# Condensate in draft inducer



## longhunter1757 (Oct 25, 2009)

Furnace is White Rogers/York LD12N08QA natural gas.
The issue is condensate building up in the draft inducer blower and causing the pressure switch to lock out. When I drain the blower and reset the switch it fires just fine. 
I've checked all the hoses and every one is clear. Had a tech come out and look at it and he said that I should try to put a little more drop in the vent pipe as he thought it might be too level or perhaps the draft inducer motor was getting old and losing power. He also suggested running a piece of rubber tubing from the drain on the condensate blower to drain out the water as it filled. 
The thing is this furnace has been in use for about 13 years with no condensate problems ever. I'm also pretty sure that electric motors don't lose power as they get older. 
Any advice on what to check will be greatly appreciated.

Thanks!

Longhunter1757


----------



## yuri (Nov 29, 2008)

Carefully check the intake pipe outside and inside where it attaches to the burner box. There may be a screen there. I have had leaves, wasp nest etc get sucked in. If the pipe is 1/2 plugged on some units the burner still fires but the velocity thru the heat exchanger increases. This can cause water to get sucked into the ventor fan from the collector box. Happens with the Lennox G26 and G32s.


----------



## longhunter1757 (Oct 25, 2009)

yuri,
Checked the pipes, both are clear. 
Any other suggestions?

The section of pipe the tech told me to drop is only about 12" long.

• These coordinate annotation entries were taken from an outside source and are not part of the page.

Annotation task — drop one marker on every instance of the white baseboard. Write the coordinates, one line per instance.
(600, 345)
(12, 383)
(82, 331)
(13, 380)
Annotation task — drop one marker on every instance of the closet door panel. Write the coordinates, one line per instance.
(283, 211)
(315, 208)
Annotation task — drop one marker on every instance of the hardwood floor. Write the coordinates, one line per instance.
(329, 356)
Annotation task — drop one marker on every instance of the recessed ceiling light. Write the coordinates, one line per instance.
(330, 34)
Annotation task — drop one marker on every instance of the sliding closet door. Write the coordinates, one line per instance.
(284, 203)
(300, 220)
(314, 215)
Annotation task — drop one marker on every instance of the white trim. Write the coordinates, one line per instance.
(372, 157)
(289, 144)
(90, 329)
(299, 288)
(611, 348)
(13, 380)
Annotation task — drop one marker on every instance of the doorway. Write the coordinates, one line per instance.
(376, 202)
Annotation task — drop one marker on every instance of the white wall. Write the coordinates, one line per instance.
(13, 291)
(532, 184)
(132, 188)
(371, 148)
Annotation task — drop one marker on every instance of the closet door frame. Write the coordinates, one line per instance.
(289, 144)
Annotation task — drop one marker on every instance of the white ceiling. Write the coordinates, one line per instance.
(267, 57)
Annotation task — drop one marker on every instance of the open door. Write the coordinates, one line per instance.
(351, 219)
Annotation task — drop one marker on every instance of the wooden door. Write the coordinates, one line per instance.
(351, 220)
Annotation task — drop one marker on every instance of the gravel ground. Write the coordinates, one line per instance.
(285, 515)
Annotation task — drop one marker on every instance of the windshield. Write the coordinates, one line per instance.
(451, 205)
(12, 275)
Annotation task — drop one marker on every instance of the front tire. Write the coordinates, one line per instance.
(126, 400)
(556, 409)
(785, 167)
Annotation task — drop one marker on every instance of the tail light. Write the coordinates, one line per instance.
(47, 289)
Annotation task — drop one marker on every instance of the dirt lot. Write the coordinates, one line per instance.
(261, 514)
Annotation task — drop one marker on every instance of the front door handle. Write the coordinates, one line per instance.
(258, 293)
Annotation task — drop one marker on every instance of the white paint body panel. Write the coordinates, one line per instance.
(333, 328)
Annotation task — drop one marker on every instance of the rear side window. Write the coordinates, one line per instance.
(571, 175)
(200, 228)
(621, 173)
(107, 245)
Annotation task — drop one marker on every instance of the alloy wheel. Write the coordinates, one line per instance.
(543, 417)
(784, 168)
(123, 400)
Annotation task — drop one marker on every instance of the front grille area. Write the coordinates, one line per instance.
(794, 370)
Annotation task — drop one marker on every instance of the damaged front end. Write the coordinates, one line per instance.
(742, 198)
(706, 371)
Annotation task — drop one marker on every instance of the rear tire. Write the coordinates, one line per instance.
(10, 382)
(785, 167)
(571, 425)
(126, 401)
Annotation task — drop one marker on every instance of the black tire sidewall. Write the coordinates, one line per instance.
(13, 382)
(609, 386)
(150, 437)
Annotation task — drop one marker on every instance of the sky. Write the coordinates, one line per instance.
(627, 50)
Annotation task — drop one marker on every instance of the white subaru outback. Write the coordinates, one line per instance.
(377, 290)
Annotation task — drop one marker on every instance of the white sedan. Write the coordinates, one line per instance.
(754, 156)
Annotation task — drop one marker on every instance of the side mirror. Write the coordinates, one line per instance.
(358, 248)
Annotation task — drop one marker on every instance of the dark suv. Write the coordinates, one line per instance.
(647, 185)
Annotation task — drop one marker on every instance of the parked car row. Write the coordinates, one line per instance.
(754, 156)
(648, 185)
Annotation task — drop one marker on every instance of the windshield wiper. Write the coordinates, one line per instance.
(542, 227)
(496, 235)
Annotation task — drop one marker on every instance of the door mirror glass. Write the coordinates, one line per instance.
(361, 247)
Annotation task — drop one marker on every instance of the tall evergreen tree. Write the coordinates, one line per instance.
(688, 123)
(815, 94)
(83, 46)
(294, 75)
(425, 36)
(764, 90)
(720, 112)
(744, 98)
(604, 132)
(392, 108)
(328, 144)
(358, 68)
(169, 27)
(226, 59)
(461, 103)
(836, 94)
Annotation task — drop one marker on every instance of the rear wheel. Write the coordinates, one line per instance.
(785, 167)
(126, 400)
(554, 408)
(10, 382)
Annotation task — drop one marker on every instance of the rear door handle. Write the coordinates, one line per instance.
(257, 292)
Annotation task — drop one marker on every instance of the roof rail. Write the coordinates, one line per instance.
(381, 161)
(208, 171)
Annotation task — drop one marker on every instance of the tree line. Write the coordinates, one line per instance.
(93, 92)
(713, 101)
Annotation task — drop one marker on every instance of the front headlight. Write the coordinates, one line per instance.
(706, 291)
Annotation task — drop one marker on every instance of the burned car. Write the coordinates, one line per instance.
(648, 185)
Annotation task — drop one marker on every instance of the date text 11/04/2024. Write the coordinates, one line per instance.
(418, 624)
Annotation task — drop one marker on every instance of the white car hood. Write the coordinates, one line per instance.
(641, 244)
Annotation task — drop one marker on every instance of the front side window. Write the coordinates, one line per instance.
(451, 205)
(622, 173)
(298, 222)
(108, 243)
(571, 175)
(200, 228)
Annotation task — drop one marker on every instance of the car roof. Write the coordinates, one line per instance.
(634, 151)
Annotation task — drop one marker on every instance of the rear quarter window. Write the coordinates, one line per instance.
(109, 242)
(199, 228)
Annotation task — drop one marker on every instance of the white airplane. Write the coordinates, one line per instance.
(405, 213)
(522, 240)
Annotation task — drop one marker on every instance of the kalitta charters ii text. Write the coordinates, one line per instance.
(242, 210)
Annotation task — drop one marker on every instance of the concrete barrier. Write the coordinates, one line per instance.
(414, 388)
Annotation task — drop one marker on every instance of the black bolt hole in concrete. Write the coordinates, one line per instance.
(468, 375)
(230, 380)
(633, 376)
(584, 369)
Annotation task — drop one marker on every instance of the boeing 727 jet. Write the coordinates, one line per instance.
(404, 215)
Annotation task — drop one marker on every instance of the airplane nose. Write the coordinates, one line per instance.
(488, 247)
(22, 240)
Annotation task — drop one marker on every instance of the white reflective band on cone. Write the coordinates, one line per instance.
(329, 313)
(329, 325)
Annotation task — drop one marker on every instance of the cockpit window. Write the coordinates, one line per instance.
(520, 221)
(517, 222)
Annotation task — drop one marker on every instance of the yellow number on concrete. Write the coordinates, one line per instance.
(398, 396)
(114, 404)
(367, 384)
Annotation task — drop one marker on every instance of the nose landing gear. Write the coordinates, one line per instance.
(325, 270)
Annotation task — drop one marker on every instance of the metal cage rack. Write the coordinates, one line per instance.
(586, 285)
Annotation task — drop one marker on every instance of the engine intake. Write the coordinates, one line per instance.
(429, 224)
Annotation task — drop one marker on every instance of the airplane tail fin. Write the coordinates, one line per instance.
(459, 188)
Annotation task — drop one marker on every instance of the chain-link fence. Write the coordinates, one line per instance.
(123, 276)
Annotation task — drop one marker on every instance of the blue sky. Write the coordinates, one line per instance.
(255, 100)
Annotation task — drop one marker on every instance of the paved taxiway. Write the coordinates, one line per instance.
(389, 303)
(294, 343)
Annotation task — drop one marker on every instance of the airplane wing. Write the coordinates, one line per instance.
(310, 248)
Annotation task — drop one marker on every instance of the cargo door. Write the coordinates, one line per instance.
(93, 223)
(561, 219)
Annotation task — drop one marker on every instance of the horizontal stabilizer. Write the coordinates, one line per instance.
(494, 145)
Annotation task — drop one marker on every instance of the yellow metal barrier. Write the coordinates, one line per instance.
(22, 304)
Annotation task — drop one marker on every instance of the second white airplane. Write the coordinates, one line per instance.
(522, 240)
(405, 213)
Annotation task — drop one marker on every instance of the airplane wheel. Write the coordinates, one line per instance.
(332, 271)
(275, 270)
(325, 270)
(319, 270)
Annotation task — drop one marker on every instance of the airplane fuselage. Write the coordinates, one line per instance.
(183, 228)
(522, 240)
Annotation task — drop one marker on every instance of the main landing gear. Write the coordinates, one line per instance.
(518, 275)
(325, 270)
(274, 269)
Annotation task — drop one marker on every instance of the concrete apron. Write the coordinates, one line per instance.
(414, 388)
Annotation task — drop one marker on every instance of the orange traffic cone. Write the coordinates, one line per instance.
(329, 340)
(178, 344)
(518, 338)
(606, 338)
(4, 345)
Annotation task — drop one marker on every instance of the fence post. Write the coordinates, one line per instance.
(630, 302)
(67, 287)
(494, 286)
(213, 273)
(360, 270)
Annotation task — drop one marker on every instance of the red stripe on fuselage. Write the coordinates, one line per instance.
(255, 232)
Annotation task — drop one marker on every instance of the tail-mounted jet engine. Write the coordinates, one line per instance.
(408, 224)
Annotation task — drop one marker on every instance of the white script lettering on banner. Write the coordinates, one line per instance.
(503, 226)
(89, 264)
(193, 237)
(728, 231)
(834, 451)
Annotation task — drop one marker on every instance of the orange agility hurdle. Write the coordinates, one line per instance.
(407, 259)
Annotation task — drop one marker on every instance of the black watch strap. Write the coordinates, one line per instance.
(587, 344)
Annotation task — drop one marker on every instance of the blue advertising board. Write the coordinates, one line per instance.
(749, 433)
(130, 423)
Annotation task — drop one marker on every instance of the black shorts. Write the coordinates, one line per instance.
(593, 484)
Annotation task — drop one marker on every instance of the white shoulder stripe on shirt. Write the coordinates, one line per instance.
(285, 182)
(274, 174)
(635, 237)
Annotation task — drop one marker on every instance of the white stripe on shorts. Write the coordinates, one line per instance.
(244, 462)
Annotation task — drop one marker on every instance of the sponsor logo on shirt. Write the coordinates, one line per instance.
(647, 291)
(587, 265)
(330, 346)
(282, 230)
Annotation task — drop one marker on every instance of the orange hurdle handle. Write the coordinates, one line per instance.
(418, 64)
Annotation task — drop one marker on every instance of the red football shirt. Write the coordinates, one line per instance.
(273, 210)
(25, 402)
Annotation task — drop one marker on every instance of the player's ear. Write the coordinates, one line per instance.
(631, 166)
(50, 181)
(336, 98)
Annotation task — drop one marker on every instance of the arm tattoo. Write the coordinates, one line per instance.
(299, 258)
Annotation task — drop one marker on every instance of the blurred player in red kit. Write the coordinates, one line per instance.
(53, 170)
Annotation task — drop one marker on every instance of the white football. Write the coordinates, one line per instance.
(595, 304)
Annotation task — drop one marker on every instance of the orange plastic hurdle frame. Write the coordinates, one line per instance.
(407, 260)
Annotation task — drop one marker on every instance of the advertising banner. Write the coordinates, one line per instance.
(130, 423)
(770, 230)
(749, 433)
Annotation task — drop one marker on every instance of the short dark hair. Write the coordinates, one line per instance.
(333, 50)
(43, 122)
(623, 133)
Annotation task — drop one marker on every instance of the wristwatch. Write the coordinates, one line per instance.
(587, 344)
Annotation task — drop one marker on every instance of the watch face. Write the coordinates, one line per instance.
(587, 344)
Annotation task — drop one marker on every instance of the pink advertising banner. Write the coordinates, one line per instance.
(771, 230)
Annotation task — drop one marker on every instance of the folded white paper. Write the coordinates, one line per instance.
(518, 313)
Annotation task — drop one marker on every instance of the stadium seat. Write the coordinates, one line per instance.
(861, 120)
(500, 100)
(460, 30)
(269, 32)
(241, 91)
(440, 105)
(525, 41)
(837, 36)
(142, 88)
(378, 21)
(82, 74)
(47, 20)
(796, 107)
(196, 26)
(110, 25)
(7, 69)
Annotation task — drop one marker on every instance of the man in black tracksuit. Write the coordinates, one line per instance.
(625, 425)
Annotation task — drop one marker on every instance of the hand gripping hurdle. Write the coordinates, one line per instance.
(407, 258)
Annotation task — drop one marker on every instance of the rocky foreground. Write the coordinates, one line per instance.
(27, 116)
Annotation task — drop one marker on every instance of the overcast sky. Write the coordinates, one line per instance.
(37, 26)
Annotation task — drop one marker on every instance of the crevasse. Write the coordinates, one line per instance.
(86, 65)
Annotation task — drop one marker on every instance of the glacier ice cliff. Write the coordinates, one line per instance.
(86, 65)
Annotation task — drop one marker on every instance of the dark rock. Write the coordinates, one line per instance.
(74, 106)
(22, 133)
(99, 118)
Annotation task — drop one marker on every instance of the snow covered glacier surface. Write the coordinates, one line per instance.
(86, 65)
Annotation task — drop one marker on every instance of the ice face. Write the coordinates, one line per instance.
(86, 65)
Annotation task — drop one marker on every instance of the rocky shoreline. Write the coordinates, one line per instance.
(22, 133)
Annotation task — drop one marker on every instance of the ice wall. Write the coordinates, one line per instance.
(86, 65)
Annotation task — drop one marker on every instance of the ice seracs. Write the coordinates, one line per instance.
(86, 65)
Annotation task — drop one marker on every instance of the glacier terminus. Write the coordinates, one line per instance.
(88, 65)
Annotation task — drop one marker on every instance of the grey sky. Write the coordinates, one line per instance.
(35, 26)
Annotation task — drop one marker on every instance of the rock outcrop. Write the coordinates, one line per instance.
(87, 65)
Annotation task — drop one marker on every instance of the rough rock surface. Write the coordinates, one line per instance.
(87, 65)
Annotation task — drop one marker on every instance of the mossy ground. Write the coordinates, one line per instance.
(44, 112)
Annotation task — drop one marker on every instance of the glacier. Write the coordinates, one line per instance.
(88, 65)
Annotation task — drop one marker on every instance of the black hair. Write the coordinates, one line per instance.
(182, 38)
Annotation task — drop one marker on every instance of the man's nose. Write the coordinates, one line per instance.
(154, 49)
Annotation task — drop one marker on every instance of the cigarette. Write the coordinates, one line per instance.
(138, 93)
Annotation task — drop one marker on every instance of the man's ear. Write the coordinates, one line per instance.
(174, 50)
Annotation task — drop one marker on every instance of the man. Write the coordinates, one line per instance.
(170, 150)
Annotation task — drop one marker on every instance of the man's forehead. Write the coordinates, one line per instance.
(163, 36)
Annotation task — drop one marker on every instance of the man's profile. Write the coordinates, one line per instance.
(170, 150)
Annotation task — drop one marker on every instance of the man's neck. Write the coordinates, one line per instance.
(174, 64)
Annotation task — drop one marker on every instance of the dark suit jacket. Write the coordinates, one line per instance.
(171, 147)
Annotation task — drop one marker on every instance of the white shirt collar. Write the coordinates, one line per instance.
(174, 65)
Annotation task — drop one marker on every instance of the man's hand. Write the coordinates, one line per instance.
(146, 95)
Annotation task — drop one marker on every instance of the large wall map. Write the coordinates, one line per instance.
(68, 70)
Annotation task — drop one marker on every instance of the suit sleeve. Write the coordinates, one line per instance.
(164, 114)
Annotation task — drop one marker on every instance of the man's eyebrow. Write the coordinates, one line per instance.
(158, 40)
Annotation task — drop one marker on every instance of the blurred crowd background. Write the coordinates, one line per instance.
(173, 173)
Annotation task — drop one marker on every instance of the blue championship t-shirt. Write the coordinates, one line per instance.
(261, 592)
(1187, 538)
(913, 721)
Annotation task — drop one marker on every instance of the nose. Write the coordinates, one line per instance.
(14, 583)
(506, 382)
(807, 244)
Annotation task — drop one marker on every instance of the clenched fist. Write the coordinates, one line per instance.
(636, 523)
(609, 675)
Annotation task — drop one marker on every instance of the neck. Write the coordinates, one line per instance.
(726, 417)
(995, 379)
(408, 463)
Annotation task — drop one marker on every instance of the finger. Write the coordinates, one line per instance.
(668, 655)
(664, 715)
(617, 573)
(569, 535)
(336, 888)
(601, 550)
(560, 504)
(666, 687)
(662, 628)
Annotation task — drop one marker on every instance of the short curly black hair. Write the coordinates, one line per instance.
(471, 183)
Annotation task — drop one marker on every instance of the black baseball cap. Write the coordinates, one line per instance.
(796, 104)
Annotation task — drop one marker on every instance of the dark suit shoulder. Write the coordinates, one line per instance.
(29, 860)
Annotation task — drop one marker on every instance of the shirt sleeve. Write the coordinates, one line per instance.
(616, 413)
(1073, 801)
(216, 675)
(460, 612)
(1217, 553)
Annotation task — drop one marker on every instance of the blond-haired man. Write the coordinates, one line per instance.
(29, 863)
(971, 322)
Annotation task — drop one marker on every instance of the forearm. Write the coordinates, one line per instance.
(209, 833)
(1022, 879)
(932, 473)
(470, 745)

Will this really cause a problem after not having any for so long?

Thanks!

Longhunter1757


----------



## Plumber101 (Feb 25, 2009)

Look at the inducer and to the mounting surface where the inducer mounts towards the bottom corner you should find a rubber type hose. About 1/2" - 5/8" in size

When you remove the hose you may let the water loose. just clean it up

Sometimes the hose will get a slim build up also check the drain tube. I had a drain line that went 15 ft and a blockage was in the first 90


----------



## yuri (Nov 29, 2008)

Post some pics of the front of the furnace, draft inducer and drain from the collector box and furnace. The trap may need to be removed if possible and flushed with hot water and javex. Plus what Plumber said.


----------



## longhunter1757 (Oct 25, 2009)

Going to pull the inducer here as soon as I can. 
I'll try to get pics also.

Thanks!!!

Longhunter1757


----------



## longhunter1757 (Oct 25, 2009)

I Think I got it!

Pulled the blower this morning. Found that when the blower was replaced about 8 years ago the tech used silicone to seal it to the pipe. I removed the sealant and reinstalled the blower and so far (knock on wood) I'm not getting any condenaste in the blower. I'm assuming the silicone had the drain partially blocked, at least that's what I'm hoping. 

Thanks for the help gentlemen!!!!!!!!!!!!!!!!!!!

Longhunter1757


----------